The close cooperation between Scotland’s universities and companies has created a united community of innovation to rival the world’s biggest centers of academic excellence. In collaboration with Scottish Development International (SDI) and a government determined to attract the best in academic and business excellence, Scotland offers a huge range of free support and incentives to companies investing in the country’s people and economy. Scotland’s universities house a number of research and development centers and institutes, which themselves have spawned a number of companies in the wind energy arena that have already produced advanced products and services, and others are involved in the further commercialization of research projects to add to the body of work coming out of Scotland.

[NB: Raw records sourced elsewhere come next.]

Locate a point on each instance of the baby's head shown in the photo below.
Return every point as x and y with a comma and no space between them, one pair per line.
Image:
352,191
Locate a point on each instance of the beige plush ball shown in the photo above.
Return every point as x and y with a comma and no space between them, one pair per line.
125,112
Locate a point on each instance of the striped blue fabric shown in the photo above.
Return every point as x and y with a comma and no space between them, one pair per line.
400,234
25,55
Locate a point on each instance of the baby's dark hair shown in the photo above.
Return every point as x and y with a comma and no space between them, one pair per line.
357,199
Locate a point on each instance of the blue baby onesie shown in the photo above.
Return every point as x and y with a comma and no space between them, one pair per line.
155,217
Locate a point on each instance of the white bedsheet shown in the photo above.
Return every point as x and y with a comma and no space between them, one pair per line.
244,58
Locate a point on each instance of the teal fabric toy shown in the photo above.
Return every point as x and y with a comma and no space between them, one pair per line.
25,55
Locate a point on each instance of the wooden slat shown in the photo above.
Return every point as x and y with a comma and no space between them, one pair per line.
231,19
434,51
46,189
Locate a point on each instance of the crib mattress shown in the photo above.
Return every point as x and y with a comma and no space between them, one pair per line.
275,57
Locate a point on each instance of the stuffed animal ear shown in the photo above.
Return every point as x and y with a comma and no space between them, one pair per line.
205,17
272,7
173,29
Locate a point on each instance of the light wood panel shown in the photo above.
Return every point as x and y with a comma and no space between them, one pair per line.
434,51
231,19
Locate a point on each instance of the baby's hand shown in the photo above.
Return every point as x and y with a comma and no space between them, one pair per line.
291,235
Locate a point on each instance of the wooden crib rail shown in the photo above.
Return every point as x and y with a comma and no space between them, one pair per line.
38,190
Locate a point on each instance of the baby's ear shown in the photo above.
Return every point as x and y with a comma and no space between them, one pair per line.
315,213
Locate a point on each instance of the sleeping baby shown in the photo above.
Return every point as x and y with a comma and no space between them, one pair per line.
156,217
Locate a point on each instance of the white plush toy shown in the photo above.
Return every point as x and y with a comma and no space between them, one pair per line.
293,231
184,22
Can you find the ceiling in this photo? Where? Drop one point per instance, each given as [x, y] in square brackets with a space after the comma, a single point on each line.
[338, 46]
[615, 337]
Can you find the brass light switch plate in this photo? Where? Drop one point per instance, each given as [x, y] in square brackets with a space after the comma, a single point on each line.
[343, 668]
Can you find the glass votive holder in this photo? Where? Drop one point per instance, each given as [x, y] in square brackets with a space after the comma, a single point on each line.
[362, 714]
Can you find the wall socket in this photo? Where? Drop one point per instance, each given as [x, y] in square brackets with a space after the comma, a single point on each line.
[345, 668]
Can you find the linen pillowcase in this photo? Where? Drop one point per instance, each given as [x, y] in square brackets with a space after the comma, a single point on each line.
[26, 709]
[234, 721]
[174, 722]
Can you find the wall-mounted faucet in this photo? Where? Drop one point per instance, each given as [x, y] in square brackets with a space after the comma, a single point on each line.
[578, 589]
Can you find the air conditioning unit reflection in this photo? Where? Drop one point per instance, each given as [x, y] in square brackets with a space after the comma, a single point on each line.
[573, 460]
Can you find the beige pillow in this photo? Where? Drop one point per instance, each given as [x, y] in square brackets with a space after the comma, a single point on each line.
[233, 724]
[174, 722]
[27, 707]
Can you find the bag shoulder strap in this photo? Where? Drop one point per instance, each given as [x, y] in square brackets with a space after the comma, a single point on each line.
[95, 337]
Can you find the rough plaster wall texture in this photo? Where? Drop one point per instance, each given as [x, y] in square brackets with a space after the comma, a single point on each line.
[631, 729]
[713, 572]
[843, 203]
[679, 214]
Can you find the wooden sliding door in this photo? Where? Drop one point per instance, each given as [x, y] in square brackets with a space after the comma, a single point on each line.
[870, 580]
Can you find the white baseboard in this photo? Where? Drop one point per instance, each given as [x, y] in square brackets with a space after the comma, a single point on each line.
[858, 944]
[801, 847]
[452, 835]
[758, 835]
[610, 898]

Simultaneous to the rather aggressive development and deployment of wind energy technologies, Scotland is also deeply invested in leveraging innovative marine energy technology. The Scottish government is working proactively to promote continued development in tough economic times with initiatives such as the Saltire Prize, awarding a £10 million challenge prize for advances in marine renewable energy. Jaison Morgan, an advisor to President Obama and leading expert in the use of innovation prizes, recently lauded Salmond as being “ahead of the White House” for implementing this prize to drive renewable technology innovation. Scotland already has other innovative incentives in place to support the development of marine energy (wave and tidal). The Crown Estate has completed a licensing round for the Pentland Firth between mainland Scotland and the islands of Orkney, which is the first commercial scale development in the world for wave and tidal energy. This 1200MW development will be operational by 2020 and will utilize technologies trialed and tested at the EMEC in Orkney. Figure 3
In recent weeks Atlantis Resources Corporation has successfully deployed its AK1000™ tidal turbine, the world’s largest rotor diameter tidal turbine, on its subsea berth in 35 meters of water at the EMEC. The device is one of a number of technologies currently being tested at EMEC, and it is 22.5m tall, weighs 1,300 metric tons, and has a twin set of 18m diameter rotors.
In a parallel development that will take offshore wind into a new technical dimension, Statoil—a Norwegian-based oil company—is discussing the possibility of developing the world’s first floating wind farm in Scotland. The company has identified two potential sites, one off the coast of Lewis and one off of Aberdeenshire, that could be suitable for a pilot park, testing the concept of their Hywind floating turbines further.
Statoil has already constructed a full-scale prototype Hywind unit, anchored 10 kilometres offshore at Karmøy in Norway. The floating wind turbine is performing beyond expectations and has delivered power to the grid since September 2009. The next stage of the project could involve constructing between three and five Hywind units to document the commercial potential of the concept.
Scotland’s unique collaborative environment, innovative spirit, wealth of natural resources, and experience in energy research and production has allowed a nation of five million to take the reigns as a pioneer in wind energy. At a time of global need for new, alternative sources of energy, this small nation has a vital role to play in leading the way for the next generation of energy research and production, and in influencing other countries to follow suit.
Note: Scottish Development International is the country’s inward investment agency, providing advice and support to international companies looking to invest in Scotland. It also provides support to Scottish companies doing business across the globe.